Feature Name: `tuffy_ir`

Status: Draft
Created: 2026-02-07
Completed: N/A

Summary

This RFC defines the intermediate representation (IR) for the tuffy compiler. The IR uses a single data structure across all compilation stages with stage-dependent normalization, infinite precision integers with at-use bit-level analysis, a four-state byte memory model, and a hierarchical CFG with nested SESE regions.

Motivation

Existing compiler IRs (LLVM IR, Cranelift CLIF) carry historical design baggage that limits optimization potential and complicates formal verification:

Fixed-width integers force premature commitment to bit widths, introducing zext/sext/trunc noise that obscures mathematical equivalences.
undef/poison duality in LLVM creates well-documented semantic confusion and miscompilation bugs.
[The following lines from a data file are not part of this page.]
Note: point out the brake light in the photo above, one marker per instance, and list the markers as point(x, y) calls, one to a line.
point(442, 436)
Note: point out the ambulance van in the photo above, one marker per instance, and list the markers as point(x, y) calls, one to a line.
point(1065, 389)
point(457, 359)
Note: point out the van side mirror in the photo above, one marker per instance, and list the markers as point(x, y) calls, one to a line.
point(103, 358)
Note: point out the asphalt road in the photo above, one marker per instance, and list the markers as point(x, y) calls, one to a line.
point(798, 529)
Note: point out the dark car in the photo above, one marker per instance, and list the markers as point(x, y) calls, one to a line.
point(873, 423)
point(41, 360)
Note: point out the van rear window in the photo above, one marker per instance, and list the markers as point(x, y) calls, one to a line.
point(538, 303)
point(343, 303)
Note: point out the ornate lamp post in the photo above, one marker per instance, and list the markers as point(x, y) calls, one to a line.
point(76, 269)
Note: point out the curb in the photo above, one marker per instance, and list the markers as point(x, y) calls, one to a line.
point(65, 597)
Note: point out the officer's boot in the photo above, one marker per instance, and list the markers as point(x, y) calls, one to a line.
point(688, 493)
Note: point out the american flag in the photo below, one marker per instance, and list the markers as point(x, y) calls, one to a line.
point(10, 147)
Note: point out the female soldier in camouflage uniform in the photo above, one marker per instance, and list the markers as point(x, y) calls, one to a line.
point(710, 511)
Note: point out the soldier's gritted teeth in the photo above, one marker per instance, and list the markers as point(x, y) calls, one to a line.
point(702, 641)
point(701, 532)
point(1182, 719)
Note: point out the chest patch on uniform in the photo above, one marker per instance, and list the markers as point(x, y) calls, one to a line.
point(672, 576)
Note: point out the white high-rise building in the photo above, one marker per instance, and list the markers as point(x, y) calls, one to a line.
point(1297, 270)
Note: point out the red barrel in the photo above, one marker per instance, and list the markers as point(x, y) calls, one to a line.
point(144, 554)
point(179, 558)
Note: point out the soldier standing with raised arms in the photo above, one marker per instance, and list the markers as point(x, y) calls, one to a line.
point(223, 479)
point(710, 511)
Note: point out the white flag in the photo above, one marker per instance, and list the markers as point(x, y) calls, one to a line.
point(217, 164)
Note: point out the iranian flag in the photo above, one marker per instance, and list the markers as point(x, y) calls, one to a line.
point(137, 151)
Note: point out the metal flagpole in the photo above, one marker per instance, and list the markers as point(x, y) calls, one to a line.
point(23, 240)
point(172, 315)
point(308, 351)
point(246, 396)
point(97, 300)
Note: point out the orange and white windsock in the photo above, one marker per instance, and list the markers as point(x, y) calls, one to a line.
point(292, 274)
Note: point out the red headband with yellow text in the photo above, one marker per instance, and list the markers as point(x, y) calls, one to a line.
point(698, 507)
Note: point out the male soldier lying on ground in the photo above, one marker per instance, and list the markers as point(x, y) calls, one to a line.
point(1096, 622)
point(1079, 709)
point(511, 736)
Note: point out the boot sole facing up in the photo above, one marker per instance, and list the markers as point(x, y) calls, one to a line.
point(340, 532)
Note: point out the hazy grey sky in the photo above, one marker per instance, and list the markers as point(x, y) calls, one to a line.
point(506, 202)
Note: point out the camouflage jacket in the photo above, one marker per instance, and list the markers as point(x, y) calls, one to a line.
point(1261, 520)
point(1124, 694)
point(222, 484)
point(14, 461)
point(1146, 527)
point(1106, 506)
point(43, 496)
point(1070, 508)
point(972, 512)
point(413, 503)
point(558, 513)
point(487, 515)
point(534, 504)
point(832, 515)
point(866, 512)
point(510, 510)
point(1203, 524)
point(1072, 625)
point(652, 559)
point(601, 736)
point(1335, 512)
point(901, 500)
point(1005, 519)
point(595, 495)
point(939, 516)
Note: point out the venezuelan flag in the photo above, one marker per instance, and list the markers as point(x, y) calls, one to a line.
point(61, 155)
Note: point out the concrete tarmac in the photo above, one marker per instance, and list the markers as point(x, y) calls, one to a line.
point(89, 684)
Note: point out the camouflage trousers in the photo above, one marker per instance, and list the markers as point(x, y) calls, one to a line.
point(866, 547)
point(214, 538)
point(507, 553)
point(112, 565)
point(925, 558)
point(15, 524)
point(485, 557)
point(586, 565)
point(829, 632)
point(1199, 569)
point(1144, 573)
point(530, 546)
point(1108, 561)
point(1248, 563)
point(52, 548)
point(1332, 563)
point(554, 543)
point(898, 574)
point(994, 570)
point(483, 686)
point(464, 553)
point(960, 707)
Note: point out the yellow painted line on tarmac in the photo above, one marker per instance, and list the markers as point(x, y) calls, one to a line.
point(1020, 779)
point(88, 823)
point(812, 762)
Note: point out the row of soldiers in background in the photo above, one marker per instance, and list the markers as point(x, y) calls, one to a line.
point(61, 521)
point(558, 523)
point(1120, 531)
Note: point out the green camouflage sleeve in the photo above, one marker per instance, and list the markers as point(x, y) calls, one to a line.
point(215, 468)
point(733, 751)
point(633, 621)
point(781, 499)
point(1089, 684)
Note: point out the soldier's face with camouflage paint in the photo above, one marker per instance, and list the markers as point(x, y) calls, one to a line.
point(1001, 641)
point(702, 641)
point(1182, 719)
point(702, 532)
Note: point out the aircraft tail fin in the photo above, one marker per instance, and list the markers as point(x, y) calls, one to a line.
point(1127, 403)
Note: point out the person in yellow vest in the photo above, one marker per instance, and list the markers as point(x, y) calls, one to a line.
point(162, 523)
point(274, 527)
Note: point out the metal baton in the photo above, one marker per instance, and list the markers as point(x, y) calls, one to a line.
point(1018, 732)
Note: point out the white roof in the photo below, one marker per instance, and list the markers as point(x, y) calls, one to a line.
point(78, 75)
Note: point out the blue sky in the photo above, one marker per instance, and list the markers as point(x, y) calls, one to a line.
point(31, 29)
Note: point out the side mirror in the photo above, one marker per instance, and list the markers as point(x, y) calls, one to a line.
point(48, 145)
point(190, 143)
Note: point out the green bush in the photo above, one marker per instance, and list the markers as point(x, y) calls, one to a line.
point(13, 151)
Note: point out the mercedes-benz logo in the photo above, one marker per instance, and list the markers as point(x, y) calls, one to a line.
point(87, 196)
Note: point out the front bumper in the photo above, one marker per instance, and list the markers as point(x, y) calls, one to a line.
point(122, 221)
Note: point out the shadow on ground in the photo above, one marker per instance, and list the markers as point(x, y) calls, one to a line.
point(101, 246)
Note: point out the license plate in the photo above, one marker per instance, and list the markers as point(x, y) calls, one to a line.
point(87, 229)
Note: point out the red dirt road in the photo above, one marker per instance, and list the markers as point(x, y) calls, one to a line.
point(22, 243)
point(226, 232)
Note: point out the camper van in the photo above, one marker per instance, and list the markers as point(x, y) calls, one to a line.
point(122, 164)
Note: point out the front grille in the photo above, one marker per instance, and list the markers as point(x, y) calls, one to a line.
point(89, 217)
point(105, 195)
Approximately 18% of detected LLVM miscompilations stem from undef alone.
Flat CFGs lose structural information (loops, branches) that must be expensively recovered for high-level optimizations.
Side-table analyses (KnownBits, DemandedBits) are disconnected from the IR, creating phase ordering problems and stale analysis results.
Multiple IR layers (LLVM IR → SelectionDAG → MachineIR) require costly translations with potential information loss at each boundary.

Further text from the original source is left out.